Comparing theory and stan implementation on sbc

I was comparing rstan sbc.R and stan user manual(+paper) and had some questions:

1. Rank consistency
vignettes has: int ranks_[1] = {pi > pi_};

but user manual and original paper, Validating Bayesian Inference Algorithms with Simulation-Based Calibration, uses

\sum_{m=1}^{M} \mathbf{I}\left[\theta_{k}^{(n, m)}<\theta_{k}^{\operatorname{sim}(n)}\right]

Would it be better to use int ranks_[1] = {pi < pi_}; as the paper shows diagnostic techniques, which depend on the inequality direction.

2. M, N
stan manual explains:

  • M: the number of posterior draws per simulated data set
  • N: total number of simulated data sets and fits

How many times of stan fit is supposed to happen in sbc? MN or N?
If the answer is N, does M in code, correspond to N in user guide, as M times of sampling is happening?

3. n_eff consideration
Considering n_eff, suggested by the above paper, would the following code improvement be o.k? if(n_eff/M >= 1-n_eff_reltol && n_eff/M <= 1+n_eff_reltol) is what @avehtari suggested here.

  • question: can M substituted as iter_sampling?
  • concern: n_eff/iter_sampling might have different value, once thinned. However, in current frame, thinning is not happening because of anesthetic chain as @bgoodri suggested here.
    original
    out <- sampling(stanmodel, data, pars = c("ranks_", if (has_log_lik) "log_lik"), include = TRUE,
      chains = 1L, cores = 1L, seed = S, save_warmup = FALSE, thin = 1L, ...)
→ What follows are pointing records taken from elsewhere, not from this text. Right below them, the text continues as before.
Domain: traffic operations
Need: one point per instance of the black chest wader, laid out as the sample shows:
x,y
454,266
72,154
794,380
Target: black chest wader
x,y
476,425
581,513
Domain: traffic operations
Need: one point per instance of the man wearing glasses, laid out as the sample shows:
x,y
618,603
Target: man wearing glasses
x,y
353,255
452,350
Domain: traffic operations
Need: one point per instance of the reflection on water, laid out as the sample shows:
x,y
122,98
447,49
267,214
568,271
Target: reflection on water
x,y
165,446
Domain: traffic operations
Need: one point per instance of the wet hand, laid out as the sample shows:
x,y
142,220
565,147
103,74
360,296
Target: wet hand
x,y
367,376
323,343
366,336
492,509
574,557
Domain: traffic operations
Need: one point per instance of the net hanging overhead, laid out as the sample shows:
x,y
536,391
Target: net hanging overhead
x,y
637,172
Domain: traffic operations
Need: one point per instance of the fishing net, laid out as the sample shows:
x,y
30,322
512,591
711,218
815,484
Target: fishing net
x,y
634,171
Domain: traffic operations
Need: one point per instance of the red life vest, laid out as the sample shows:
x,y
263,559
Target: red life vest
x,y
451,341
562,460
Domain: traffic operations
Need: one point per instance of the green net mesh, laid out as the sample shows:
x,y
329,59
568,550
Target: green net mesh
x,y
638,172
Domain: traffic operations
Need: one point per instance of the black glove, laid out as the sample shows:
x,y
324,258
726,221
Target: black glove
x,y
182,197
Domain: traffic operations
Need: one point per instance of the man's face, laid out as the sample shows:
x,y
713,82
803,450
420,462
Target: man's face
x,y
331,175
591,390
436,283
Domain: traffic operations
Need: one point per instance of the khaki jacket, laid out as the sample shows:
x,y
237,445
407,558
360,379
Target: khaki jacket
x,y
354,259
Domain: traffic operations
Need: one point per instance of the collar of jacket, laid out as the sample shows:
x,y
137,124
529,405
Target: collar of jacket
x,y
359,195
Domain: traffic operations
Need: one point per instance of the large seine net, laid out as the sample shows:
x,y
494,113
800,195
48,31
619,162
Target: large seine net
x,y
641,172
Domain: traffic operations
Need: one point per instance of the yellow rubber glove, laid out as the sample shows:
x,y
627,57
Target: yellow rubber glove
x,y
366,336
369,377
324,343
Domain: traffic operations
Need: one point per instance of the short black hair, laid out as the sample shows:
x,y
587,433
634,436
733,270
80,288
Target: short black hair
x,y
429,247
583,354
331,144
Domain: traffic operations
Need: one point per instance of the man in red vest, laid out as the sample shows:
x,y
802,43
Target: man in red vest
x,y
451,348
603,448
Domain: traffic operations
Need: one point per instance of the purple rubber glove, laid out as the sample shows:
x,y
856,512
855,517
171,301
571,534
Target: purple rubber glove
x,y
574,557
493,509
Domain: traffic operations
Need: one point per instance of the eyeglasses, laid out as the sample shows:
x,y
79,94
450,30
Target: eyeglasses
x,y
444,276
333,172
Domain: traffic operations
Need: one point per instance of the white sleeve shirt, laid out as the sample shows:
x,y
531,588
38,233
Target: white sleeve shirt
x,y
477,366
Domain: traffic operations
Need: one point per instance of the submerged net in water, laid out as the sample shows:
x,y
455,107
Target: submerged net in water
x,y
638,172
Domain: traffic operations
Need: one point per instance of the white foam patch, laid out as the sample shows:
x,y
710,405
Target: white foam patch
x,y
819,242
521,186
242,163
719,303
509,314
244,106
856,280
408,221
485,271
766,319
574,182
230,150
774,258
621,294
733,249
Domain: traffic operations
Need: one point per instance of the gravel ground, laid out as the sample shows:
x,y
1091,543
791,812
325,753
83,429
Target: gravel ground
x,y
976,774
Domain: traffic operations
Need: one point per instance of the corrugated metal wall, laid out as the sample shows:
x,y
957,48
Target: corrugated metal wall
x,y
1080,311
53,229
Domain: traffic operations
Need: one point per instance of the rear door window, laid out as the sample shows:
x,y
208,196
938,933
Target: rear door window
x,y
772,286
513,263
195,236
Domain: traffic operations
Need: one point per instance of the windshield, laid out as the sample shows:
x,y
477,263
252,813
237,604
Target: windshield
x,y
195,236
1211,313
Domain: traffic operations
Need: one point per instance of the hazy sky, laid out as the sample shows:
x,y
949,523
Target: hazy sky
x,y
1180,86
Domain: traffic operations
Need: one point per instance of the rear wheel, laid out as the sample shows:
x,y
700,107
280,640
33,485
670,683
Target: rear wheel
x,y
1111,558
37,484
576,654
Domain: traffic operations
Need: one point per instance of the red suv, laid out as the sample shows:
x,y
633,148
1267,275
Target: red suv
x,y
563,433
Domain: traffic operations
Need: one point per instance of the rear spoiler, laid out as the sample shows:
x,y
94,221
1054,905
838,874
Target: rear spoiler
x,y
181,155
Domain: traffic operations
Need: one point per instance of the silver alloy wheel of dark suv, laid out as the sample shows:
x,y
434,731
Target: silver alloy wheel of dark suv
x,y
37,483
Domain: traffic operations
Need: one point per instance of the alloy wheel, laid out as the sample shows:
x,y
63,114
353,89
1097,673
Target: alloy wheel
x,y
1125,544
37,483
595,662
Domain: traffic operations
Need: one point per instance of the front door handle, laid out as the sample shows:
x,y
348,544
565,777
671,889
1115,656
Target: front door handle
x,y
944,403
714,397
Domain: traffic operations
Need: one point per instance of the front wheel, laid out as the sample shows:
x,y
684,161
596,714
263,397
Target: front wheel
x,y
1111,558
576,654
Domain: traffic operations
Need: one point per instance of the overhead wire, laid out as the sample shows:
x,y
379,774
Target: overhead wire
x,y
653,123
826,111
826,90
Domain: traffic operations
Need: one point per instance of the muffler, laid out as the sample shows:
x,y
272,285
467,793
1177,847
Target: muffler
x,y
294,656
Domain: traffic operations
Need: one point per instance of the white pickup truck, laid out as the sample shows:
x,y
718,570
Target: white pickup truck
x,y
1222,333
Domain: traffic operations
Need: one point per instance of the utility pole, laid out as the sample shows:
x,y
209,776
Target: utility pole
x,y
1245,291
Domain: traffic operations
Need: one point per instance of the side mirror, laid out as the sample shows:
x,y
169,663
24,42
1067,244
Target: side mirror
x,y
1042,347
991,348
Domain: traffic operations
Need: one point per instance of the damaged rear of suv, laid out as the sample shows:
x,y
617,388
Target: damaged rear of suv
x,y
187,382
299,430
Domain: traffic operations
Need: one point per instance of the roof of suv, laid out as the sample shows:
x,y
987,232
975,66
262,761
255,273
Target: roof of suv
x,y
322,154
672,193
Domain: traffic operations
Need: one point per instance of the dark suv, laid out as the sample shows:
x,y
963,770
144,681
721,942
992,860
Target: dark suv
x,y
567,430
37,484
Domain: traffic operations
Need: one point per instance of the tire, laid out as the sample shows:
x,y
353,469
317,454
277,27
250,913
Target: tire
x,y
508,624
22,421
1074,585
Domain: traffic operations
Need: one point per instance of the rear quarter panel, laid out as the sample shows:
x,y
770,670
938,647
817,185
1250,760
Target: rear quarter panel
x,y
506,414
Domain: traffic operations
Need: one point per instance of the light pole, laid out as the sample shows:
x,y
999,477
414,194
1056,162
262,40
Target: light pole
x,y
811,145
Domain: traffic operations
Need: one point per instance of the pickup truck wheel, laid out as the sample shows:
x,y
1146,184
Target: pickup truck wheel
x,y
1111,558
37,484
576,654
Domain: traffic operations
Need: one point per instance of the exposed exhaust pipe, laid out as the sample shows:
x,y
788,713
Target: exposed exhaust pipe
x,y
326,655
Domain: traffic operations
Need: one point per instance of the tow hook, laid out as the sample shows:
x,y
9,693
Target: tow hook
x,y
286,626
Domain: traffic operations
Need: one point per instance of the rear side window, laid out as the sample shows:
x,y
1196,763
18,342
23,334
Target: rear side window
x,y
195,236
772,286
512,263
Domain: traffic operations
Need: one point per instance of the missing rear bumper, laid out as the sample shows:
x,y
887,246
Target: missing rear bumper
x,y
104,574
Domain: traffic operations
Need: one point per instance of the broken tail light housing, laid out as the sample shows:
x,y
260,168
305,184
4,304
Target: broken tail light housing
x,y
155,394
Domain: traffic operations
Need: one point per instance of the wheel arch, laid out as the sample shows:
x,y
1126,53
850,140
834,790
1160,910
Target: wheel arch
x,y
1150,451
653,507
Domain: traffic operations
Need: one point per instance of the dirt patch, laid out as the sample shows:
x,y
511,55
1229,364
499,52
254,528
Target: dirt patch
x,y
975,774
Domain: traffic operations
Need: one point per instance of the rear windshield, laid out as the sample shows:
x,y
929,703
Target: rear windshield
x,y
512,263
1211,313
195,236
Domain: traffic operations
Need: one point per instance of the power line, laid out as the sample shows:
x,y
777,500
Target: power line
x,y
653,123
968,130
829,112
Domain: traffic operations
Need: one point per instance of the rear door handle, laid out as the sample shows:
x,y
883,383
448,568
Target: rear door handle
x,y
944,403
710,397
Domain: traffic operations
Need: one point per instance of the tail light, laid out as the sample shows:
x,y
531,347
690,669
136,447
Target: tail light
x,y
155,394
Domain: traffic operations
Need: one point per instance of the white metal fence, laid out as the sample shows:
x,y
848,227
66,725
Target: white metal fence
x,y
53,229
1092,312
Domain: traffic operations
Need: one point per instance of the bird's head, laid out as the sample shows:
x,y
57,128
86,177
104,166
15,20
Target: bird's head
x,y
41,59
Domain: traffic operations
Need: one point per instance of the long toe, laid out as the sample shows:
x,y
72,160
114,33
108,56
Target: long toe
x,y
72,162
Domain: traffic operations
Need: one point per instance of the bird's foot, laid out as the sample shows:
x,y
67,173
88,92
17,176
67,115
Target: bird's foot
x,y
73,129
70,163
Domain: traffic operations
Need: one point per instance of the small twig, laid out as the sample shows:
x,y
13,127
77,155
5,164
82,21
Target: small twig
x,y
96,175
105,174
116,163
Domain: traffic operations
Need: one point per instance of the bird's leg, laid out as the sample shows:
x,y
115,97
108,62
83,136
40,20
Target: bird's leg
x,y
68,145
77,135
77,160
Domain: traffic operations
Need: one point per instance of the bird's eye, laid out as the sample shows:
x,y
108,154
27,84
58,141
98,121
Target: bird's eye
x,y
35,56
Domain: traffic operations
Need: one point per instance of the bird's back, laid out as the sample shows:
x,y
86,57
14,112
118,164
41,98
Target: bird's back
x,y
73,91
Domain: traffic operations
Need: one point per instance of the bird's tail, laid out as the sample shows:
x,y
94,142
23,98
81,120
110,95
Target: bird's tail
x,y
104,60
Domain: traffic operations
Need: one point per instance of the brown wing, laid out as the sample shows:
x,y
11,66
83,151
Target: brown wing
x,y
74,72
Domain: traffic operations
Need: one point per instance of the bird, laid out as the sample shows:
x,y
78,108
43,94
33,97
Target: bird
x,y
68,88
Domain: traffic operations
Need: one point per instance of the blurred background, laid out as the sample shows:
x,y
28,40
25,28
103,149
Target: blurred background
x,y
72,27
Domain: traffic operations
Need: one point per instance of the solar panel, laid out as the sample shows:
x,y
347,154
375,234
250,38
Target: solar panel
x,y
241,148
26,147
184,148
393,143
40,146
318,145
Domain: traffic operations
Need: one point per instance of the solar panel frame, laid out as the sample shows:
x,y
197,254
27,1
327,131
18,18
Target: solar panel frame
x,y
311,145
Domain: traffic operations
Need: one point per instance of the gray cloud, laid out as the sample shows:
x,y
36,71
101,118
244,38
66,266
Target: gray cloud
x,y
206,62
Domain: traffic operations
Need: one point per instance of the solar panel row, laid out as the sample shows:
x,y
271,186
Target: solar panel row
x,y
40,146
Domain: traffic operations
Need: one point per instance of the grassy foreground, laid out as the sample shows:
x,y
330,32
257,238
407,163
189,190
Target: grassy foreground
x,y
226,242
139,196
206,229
with n_eff (cmdstanr code)

    iter_sampling = 1000
    while(TRUE){
      out <- stanmodel$sample(data, chains = 1, iter_sampling = iter_sampling, seed = floor(S), parallel_chains = 1, save_warmup = FALSE, thin = 1)
      n_eff <- out$summary("lp__") %>% pull("ess_bulk")
      if(n_eff/iter_sampling >= 1-n_eff_reltol && n_eff/iter_sampling <= 1+n_eff_reltol) break
      iter_sampling = 2 * iter_sampling
    }

.

3 Likes

I don’t know. @jonah do you know this?

N is the number of Stan fits. M is the number of draws in the manual.

It looks like M in that code is number of stan fits.

I guess M is the number of draws after thinning, and iter_sampling is the number of draws before thinning.

I think we still do thinning in SBC, just what Bgoodrich is saying is you might choose the amount of thinning after you do all the calculations (because it is expensive to rerun the calculations and it won’t be obvious how to thin before you do them).

1 Like

I guess, you are correct. The inequality sign is the opposite between the paper and Stan.

Even if the interpretation of the histogram of ranks depends on the inequality direction, the uniformity dose not depend on the inequality.
However, when the histogram is not uniformly distributed, then maybe, we have to interpret it by modifying the paper’s manner according to the inequality. E.g., If a histogram gerated by rstan::sbc() has the asymmetry form in page 10 Fig 7 (b) of the paper, then the interpretation will be modified.

I guess the anwer is the product of the size of posteriors and the size of ranks, because we can specify the number of posterior samples and the number of samples of rank statistics as following manner. For each single rank statistic, the size iter of posterior samples are drawn, and thus, for all rank statistics, it is the product.

rstan::sbc(
stanmodel = stanmodel,
      data = data,
          M = M, The sample size of rank statistics
        iter = iter, The sample size of the posteriors
 ....)

I am a beginner, so, …dont trust me. I am also interested in this topic.
Please correct me if I am wrong.

1 Like

Good question @hyunji.moon. I’m not actually super familiar with the SBC implementation in RStan. I do think it would be better if the code and paper were consistent with each other, but I don’t think it’s wrong to do it either way. I’m not an SBC expert though! We can check with @bgoodri though as he implemented SBC in RStan. Was there a particular reason to do the inequality this way?

It doesn’t matter for whether the histograms (now freqpolys) look uniform.

In this case, the number of fit itself is N, right? We draw M samples from one fit which happens N times. Thanks for the reply.

I agree, but as I have mentioned above, ‘as the paper shows diagnostic techniques, which depend on the inequality direction’ the inequality direction might matter in some cases, the direction of bias for example.

1 Like

Hello everyone,

I am sorry I am jumping into this topic with a basic question, but why don’t we compute the rank statistics within the data averaged posterior? If we do it for each simulated dataset of SBC, wouldn’t the uniformity depend on the number of draws? If the number of draws goes to infinity the posterior should be centered on the ground truth that we sampled and then used to generate the data.

I am also following the example in the manual: 27.3 SBC in Stan | Stan User’s Guide, which is also confusing for me.